Normas Internacionais

Regra geral, quem desenvolve as aplicações TI em saúde, evita a utilização de boas práticas e normas internacionais já validadas, alegando como principais razões, que a sua adoção é complexa (as normas são muito extensas) e por outro lado, que os compradores destas soluções não exigem tais tipos de integrações. Como resultado do problema do ovo e da galinha, é que praticamente não existem em Portugal, aplicações que implementem as normas internacionais para a identificação de utentes em saúde.

Normas disponíveis

Existem dois perfis IHE que foram publicados com o objetivo de harmonizar a identificação de utentes em saúde.
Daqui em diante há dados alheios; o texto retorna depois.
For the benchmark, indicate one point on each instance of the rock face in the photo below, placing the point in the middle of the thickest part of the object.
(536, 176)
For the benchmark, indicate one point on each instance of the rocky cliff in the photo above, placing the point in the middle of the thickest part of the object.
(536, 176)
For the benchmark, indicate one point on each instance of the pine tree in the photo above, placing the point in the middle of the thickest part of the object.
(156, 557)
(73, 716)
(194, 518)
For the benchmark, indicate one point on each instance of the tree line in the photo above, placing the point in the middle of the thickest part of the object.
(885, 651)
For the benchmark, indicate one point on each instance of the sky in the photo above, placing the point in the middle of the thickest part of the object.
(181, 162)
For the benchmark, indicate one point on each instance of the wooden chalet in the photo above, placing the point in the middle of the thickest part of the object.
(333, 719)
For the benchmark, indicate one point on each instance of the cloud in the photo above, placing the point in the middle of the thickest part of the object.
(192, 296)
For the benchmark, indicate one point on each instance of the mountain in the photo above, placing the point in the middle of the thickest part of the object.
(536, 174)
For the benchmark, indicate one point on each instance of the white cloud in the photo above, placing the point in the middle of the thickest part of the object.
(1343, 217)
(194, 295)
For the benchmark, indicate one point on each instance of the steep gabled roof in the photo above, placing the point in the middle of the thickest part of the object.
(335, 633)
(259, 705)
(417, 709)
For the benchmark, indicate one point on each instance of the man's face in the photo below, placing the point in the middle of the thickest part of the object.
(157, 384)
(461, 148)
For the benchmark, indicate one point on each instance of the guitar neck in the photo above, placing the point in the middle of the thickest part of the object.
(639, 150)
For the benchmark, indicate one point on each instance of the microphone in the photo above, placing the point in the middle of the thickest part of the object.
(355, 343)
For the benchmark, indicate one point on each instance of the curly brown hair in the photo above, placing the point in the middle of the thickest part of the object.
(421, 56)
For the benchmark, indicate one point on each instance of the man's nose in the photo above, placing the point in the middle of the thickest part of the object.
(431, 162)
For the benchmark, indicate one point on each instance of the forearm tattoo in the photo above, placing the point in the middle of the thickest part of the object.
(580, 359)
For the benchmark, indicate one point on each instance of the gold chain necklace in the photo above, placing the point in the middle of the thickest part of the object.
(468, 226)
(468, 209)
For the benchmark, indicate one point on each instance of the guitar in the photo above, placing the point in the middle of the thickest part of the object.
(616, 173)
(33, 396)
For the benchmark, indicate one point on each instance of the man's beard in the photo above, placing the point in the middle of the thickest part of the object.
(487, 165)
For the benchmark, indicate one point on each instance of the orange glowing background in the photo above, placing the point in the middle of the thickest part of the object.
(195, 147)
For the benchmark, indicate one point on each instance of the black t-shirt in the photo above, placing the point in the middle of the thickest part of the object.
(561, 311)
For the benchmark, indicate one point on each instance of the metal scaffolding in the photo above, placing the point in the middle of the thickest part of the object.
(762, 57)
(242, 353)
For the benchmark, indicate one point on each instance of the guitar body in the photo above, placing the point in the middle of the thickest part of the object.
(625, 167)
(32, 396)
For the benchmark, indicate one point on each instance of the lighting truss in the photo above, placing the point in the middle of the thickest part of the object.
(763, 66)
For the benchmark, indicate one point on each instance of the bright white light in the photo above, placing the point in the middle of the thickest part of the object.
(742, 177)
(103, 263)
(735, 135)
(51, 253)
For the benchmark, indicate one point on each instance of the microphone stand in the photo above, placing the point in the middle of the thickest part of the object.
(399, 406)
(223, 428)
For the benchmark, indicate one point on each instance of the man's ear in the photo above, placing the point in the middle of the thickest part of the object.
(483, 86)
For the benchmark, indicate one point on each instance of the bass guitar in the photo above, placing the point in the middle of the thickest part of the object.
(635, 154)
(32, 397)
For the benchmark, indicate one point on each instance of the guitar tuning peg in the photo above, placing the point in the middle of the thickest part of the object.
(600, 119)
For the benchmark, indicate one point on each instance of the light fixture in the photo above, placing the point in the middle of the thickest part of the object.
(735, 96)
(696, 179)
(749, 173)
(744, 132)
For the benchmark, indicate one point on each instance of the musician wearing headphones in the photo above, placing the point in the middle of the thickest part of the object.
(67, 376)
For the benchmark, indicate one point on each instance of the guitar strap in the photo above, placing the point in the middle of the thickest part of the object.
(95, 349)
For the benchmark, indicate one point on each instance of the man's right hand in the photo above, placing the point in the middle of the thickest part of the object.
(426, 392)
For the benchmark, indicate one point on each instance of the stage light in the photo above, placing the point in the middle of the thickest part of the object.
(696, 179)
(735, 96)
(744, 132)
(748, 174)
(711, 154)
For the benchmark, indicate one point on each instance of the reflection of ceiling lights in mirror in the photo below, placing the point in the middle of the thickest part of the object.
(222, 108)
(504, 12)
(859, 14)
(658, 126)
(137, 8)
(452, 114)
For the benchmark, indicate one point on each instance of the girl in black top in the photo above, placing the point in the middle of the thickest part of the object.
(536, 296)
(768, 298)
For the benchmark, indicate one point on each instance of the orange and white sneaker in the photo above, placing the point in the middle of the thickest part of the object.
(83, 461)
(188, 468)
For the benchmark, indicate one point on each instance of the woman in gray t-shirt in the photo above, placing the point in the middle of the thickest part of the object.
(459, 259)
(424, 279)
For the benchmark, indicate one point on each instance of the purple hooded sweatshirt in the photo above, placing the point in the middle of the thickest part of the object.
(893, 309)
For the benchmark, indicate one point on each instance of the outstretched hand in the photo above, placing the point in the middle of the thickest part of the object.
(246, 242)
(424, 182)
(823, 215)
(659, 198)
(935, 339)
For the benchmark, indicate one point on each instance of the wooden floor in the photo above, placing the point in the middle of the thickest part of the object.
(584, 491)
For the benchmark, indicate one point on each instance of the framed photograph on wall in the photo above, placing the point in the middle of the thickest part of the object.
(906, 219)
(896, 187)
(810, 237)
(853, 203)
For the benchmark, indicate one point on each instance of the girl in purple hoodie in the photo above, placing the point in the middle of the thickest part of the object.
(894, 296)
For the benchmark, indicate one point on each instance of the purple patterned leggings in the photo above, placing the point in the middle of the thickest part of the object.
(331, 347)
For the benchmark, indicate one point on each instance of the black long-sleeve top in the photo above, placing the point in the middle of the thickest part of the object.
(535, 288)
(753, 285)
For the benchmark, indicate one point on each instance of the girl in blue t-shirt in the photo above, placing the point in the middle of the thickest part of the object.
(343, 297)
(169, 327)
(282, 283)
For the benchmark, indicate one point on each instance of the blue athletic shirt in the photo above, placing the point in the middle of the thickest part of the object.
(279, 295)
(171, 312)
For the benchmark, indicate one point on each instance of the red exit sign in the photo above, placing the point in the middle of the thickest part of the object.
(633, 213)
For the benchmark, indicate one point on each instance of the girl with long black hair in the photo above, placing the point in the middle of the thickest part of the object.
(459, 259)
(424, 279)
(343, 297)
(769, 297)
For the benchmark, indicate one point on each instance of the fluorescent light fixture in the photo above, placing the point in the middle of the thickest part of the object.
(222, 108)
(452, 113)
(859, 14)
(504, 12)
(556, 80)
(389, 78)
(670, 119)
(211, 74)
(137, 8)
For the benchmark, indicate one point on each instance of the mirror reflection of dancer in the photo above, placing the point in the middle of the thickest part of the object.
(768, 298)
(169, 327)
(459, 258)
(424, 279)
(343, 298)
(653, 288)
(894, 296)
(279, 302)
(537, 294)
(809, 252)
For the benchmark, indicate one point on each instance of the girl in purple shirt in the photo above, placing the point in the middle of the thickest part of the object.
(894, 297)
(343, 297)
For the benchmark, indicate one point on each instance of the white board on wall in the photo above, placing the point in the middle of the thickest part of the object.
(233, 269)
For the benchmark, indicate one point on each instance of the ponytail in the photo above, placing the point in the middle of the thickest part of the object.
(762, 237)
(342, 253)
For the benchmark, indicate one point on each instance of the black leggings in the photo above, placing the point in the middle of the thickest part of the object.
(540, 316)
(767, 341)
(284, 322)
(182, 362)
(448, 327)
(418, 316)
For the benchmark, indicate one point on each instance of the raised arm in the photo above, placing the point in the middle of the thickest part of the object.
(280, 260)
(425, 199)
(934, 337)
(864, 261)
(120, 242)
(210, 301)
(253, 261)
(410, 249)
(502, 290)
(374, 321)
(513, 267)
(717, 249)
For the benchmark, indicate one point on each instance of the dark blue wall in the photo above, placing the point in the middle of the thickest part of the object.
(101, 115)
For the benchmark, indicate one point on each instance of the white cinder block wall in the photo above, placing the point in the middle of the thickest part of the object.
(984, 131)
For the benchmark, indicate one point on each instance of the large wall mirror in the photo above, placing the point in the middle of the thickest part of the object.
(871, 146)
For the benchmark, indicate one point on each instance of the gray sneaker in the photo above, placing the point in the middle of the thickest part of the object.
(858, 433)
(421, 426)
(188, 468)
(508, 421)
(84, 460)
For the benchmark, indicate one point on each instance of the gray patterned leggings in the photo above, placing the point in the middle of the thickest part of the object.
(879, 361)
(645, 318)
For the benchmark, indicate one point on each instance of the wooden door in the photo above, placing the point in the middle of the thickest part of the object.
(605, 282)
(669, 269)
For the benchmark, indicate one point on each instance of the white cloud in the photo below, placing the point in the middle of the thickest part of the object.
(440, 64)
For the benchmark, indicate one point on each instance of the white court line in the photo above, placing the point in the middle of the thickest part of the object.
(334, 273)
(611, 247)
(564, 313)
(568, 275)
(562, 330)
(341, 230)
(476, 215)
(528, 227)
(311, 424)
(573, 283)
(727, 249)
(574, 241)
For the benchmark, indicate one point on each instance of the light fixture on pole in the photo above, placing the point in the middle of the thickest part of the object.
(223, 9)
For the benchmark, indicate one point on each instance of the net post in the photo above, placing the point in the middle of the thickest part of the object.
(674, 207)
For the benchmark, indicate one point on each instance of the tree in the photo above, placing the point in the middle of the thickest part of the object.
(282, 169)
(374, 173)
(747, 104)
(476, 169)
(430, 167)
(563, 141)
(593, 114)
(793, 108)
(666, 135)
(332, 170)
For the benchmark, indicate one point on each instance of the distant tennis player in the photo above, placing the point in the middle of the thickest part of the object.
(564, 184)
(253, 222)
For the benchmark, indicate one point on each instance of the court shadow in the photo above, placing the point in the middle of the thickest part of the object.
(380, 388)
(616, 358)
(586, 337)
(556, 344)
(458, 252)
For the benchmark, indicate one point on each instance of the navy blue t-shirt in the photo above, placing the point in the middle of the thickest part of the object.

O perfil “Patient Identifier Cross-Referencing” (PIX), para implementações baseadas em HL7 versão 2.x e o “Mobile Health Document Sharing” (MHDS), para utilização de HL7 FHIR. Para além de complexas, estas normas implicam a existência de determinados “atores”, alguns dos quais não existem ao nível Nacional, por Região ou Prestadores. A sua implementação é certamente difícil, obrigando à adaptação de virtualmente todas as aplicações na área da saúde. Aquilo que se tem presenciado, é um conjunto de iniciativas isoladas, com gasto de recursos preciosos em soluções proprietárias sem futuro ou devotas ao insucesso ou falhas graves, principalmente na perspetiva da segurança dos dados.

Leis

A utilização de normas internacionais é, em regra geral, uma opção e não uma imposição. Não existem Leis em Portugal, que digam como teria de ser feita a gestão de identificação de utentes pelas aplicações em saúde. Se existisse tal Lei, esta poderia ser um pau de dois bicos, já que poderia impor a utilização de práticas que não sejam as melhores práticas pela utilização de normas internacionais. A acontecer, uma das possíveis consequências, é de que muitas aplicações governamentais da área da saúde teriam de ser modificadas ou deixar de existir, o que é muito improvável.

Conclusão

O problema da identificação de utentes, como impedimento À partilha de informação de dados em saúde é real. Há um conjunto de interesses contraditórios, por parte dos fabricantes de soluções de TI e dos informáticos e das Entidades de saúde, que estão a protelar e a dificultar a implementação de uma correta gestão da identificação de utentes. A causa da não solução do problema em Portugal, é mais de índole política que outra qualquer razão. Falta de dinheiro certamente não é um dos problemas. Foi gasto muito dinheiro em soluções sem futuro, e sem que se traduzam em tomadas de decisão clínicas mais eficientes para os utentes em saúde, que é o objetivo final.